Aurélien Pochard et Amélie Bourbonnais cultivent une quarantaine de légumes sur leur terre à Bedford, livrés sous forme de paniers en milieu urbain, principalement à Montréal.

Le félin porte-bonheur

Les superstitieux vous diront que le chat noir porte malheur. Amélie Bourbonnais et Aurélien Pochard ont de quoi confondre les sceptiques. En effet, depuis qu’ils se sont lancés en affaires, les deux jeunes maraîchers « néo-ruraux » cumulent les succès avec Les Jardins du chat noir. À ce chapitre, les agriculteurs ont récemment obtenu la faveur du jury à l’échelon régional du Défi OSEntreprendre.

Passer du monde du spectacle à la vie à la campagne, c’est le virage à 180 degrés qu’a fait le couple il y a quelques années pour plonger dans la culture maraîchère. « On a commencé à vouloir changer de carrière il y a environ six ans, a confié l’ex-technicien de scène. On voulait avoir un rythme de vie un peu plus calme. On a donc pensé vivre à la campagne. Mais ce n’était pas compatible avec notre boulot. Comme on aimait jardiner, on a commencé à explorer l’idée. »

L’exploration a rapidement porté ses fruits. Le tandem a donc parfait ses connaissances en horticulture : lui en 2012 au Cégep de Laval et elle, l’année suivante au Jardin botanique de Montréal. Un premier projet a germé à cette période. « On a évalué l’idée de se lancer dans une entreprise d’aménagement paysager comestible. Il y a un petit engouement pour ça en ce moment au Québec », a mentionné Aurélien. Or, un stage de sa complice peu de temps après en culture maraîchère a changé la donne. « Ça a été le déclic. On a trouvé notre voie à ce moment. Ça nous a branché tous les deux de nourrir les gens avec des légumes bio », s’est remémoré le Français d’origine.
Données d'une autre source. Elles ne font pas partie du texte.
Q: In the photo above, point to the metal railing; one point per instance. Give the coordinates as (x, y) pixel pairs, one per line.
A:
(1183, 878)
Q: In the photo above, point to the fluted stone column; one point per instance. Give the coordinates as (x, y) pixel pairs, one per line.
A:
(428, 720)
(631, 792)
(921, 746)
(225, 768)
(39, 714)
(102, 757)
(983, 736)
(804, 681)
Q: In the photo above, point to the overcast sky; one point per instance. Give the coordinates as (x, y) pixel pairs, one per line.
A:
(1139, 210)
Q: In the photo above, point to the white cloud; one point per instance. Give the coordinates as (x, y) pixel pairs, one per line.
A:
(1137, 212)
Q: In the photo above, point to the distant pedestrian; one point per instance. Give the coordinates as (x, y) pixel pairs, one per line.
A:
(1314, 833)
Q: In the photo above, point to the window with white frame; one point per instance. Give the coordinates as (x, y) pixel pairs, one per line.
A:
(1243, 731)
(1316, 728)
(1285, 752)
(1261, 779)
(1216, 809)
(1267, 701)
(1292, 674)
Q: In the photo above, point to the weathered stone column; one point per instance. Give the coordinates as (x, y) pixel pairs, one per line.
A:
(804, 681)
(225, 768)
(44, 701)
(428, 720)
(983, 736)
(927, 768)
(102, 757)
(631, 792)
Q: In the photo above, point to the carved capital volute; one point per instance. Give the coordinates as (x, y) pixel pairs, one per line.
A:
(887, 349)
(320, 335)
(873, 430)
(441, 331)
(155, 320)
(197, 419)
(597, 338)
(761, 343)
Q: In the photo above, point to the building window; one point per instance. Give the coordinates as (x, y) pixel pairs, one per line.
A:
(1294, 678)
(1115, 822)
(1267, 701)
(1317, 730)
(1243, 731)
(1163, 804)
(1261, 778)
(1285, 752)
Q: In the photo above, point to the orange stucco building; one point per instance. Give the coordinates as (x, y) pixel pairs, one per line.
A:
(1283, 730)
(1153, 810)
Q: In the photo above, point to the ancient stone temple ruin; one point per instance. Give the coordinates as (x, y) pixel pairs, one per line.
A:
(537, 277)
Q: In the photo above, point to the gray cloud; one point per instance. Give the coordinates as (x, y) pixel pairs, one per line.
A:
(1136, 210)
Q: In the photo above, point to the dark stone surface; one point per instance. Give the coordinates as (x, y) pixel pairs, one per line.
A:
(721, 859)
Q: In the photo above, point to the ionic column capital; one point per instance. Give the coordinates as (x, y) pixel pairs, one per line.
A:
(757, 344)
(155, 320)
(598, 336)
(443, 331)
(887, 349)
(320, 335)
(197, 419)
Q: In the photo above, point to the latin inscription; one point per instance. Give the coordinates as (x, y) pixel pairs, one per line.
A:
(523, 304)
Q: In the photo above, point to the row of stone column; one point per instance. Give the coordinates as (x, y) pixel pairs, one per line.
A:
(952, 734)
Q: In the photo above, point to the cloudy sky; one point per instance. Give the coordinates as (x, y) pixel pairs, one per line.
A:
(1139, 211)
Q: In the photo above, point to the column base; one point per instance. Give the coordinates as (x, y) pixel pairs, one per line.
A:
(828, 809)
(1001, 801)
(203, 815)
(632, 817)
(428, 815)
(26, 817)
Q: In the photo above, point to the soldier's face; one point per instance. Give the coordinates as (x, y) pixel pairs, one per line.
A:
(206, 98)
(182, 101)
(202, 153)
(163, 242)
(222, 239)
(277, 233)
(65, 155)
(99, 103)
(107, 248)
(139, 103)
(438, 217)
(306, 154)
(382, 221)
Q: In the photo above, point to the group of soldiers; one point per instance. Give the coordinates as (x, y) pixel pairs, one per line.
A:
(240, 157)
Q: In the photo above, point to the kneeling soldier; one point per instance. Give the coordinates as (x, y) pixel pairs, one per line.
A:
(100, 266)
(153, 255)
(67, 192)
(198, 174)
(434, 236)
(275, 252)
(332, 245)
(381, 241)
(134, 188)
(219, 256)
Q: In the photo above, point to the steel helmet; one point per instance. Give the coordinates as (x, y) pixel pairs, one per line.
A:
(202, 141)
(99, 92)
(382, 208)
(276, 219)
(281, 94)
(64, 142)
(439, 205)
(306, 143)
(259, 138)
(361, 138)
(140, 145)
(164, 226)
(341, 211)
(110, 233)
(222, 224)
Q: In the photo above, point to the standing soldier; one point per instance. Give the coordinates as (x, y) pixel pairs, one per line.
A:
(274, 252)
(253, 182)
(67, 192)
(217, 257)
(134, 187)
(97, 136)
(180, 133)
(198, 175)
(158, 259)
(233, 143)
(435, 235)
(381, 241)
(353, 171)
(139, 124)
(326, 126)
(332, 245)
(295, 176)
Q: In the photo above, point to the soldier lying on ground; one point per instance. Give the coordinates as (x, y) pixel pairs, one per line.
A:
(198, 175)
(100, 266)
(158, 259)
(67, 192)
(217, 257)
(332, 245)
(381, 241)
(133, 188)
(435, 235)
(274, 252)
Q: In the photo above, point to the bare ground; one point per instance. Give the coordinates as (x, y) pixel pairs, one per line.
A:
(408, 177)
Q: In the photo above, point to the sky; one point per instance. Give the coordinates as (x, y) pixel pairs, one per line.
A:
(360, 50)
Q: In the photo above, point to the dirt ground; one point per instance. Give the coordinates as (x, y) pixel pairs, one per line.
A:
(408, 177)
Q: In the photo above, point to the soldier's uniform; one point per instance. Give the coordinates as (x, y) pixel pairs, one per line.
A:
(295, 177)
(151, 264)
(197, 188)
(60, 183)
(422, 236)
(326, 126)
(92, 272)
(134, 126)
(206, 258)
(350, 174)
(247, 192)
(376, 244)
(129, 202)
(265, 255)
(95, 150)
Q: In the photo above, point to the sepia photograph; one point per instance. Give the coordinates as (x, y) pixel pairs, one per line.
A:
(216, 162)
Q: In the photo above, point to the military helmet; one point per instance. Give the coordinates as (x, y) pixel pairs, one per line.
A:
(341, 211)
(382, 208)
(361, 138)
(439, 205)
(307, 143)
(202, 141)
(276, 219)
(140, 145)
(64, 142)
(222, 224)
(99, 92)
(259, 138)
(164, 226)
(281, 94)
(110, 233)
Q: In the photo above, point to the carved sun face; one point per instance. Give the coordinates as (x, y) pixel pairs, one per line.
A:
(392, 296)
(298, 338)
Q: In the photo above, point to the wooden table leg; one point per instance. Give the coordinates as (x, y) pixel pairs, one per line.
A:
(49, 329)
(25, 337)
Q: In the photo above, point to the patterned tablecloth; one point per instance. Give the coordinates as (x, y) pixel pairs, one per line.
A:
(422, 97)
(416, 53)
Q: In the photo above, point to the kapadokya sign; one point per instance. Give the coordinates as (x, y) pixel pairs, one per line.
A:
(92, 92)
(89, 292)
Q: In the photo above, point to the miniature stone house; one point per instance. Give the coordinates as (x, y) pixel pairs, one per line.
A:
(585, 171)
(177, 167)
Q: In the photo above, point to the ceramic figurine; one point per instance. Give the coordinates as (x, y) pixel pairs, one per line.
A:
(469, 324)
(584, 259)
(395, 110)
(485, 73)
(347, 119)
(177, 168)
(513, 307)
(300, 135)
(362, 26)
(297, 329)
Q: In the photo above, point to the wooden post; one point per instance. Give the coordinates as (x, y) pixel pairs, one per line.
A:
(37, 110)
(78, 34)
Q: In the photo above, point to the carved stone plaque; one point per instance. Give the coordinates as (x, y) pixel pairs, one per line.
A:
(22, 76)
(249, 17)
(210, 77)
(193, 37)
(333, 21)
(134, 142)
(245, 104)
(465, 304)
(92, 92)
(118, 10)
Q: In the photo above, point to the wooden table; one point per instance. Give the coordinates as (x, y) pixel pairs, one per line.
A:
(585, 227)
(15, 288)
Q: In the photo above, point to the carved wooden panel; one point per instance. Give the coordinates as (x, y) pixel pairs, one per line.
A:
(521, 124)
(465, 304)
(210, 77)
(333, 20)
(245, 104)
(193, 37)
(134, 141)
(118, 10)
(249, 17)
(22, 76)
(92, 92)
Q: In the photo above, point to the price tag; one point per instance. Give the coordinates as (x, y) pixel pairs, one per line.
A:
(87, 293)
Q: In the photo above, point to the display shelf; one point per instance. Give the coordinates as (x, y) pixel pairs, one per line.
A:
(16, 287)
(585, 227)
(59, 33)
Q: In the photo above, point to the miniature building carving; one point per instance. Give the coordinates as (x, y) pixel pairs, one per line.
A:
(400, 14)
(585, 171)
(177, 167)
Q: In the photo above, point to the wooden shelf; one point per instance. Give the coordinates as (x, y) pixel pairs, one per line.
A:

Amélie est accompagnée ici de celui qui a inspiré le nom de la petite entreprise maraîchère...

D’une pierre deux coups
Comme Amélie et Aurélien connaissaient la région pour y avoir séjourné à quelques reprises, ils ont fait appel, il y a trois ans, au CLD Brome-Missisquoi pour dénicher une terre où lancer leur projet. Ils ont finalement mis la main sur un terrain d’une dizaine d’acres à Bedford. Dès lors, leur rêve s’est cristallisé de jour en jour, au fil du travail de la terre et de la construction de bâtiments. « On a trimé dur, a concédé Aurélien. Mais chaque minute passée à l’extérieur, à cultiver nos légumes et à établir des liens avec des gens du coin, nous a rappelé qu’on avait fait le bon choix. » Toutefois, pas question ici d’agriculture « industrielle ». « On veut garder le côté humain dans tout ça », a dit le jeune maraîcher. À ce jour, le duo cultive une quarantaine de légumes « à l’ancienne », sans pesticides. Le fruit de leur labeur prend ensuite la direction de Montréal, sous la forme de paniers, distribués dans divers points de chute à leurs abonnés, de juin à octobre. Une façon pour eux de « boucler la boucle ». « On a le meilleur de la nature, puis on retourne en ville deux à trois fois par semaine pour livrer nos paniers. C’est une façon de rester connectés à nos anciennes racines. Nourrir les gens de la ville est très important pour nous. Malheureusement, on constate une déconnexion d’une grande partie de la population urbaine avec la production de nourriture. Les gens n’ont plus l’histoire derrière le produit. Notre but c’est, en quelque sorte, de recréer ces liens en ayant un contact direct avec nos clients. »

Projets
Cette année, les deux trentenaires devraient nourrir une centaine de familles. L’expansion de la production est dans les cartons, ainsi que l’ouverture de points de chute à proximité de leur quartier général.

Le fait de remporter la finale régionale du Défi OSEntreprendre, dans la catégorie « commerce » est, par ailleurs, une « grande source de motivation ».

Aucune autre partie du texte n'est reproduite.